Five Minutes Could Save You $500 Or More
Many of the common scams that consumers face today seem like common sense to most people. There are some outrageous stories and schemes that scammers promote, and their victims buy into them. One major reason for this is that prospect scam victims are using emotional judgements when they are engaging the scammer. Emotional responses are a scammers best friend because it means their victim is not using all their intellect to make decisions. It is something they will capitalize on throughout the scam. Think about these examples:
Romance Scam – A lonely widow finds a love interest who, by all appearances, cares for her. The scammer is fulfilling an emotional and relational need. The romance scam victim will defend the relationship, even when asked to do questionable things
Government Imposter Scam – An elderly man is contacted by the FBI and informed that his social security number is linked to criminal activity. The fake FBI agent may cajole or threaten him to send money for legal expenses to keep him out of prison
Tech Support Scam – An unsuspecting consumer may be convinced by a tech support scammer that they mistaken refunded too much, causing an overpayment. The scammer may plead or threaten the consumer into buying gift cards or sending funds other ways
The point is that, in the moment, those being scammed do not use their best judgement. They opt to react rather than to think through a response. Somehow, consumers need to be made aware that just taking a breath and thinking could stop them from losing money due to scams. Taking a mere five minutes to think through what is being asked of them could be the difference in losing $500 or more (hence, Five Minutes Could Save You $500 Or More).
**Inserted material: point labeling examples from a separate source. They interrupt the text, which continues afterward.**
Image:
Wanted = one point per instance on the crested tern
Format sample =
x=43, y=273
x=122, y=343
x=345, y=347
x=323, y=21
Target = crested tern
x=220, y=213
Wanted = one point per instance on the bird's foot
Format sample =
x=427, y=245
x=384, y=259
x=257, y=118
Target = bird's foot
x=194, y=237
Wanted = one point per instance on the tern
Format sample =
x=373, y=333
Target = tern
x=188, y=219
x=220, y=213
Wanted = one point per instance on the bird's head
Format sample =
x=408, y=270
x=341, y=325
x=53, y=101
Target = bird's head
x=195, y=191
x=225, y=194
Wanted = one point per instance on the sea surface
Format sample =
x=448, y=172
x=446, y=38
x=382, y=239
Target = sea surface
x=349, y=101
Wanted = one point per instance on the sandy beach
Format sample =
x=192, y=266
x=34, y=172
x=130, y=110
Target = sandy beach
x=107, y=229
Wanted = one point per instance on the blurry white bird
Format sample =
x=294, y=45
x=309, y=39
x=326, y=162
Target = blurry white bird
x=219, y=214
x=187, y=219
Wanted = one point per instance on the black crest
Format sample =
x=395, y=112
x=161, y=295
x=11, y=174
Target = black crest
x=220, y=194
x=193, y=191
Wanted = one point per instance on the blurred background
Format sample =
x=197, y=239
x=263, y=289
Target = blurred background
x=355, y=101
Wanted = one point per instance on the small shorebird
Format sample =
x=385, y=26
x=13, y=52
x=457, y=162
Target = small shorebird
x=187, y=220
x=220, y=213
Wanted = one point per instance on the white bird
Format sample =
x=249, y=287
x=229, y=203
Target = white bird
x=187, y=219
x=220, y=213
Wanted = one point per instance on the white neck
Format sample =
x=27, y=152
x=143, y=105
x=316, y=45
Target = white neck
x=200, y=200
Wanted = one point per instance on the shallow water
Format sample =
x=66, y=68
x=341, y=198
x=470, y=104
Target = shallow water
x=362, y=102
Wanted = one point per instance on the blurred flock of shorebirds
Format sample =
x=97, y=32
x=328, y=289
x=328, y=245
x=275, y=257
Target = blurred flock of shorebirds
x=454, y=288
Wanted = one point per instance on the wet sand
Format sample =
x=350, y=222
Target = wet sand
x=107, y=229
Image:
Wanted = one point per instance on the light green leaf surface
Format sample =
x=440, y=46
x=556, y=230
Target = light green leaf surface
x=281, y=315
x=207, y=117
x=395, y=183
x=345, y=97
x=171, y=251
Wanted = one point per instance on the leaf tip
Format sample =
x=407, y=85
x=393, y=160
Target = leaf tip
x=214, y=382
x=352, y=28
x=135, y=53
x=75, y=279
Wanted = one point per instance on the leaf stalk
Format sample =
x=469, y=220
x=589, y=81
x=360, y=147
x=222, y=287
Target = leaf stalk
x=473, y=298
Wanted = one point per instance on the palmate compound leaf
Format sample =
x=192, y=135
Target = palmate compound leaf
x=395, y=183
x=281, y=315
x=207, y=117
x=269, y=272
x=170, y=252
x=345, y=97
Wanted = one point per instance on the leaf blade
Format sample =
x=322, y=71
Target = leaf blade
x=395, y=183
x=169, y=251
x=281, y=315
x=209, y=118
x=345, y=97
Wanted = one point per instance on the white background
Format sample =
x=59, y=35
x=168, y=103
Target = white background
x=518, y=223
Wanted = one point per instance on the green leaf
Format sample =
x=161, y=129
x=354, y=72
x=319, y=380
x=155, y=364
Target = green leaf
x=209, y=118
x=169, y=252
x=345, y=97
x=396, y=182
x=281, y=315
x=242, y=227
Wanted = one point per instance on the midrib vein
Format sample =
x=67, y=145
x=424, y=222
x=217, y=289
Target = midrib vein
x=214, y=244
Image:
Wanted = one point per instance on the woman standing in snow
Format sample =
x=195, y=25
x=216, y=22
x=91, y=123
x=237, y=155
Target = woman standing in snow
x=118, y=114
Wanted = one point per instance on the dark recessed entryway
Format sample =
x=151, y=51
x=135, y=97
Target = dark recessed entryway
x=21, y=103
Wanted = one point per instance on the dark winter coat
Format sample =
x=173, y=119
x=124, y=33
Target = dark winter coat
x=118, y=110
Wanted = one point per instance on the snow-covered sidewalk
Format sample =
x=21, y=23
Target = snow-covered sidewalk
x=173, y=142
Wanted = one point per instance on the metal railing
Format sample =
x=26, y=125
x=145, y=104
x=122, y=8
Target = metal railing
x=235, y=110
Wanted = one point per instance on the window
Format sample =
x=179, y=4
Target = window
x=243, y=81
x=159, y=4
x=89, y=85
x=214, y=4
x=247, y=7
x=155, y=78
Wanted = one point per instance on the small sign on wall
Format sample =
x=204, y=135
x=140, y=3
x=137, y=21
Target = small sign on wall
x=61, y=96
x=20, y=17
Here are a few ideas based on the payment methods often employed by scammers:
Pause It Before You Deposit – Many scams utilize fraudulent check deposits as the basis for the funds. The scammer will convince their victim to send the money once the deposit is made available (before the return). The victim’s account will then be overdrawn when the check returns
Think Hard Before You Gift Card – Multiple scams involve consumers being told to purchase gift cards. They will relay the gift card information to the scammer, who can then redeem it. It doesn’t make any sense when you ponder why. Bottom line: gift cards are for gifts; not payments
Inquire Before You Wire – This phrase has been out there for some time, but it can cover a multitude of scam scenarios, including Business Email Compromise and Email Account Compromise. Wires give the scammer the ability to get large amounts of money quick with limited recovery opportunities based on timing
Granted, these ideas are late in the scam. Ideally consumers need to be thinking and responding closer to initial interaction or exposure to the scam or scammer. The next question is how this can be promoted outside of the industry. It may be hard to reach consumers currently unaffected by fraud and scams. It’s like it doesn’t exist; until they get hit.
Ideally industries affected or referenced in the scam should proactively educate consumers. That being said, it is entirely up to the potential scam participant on whether they engage that content if it is offered. Media and social media are additional outlets that should be fully utilized but the challenge is who should promote and pay for it.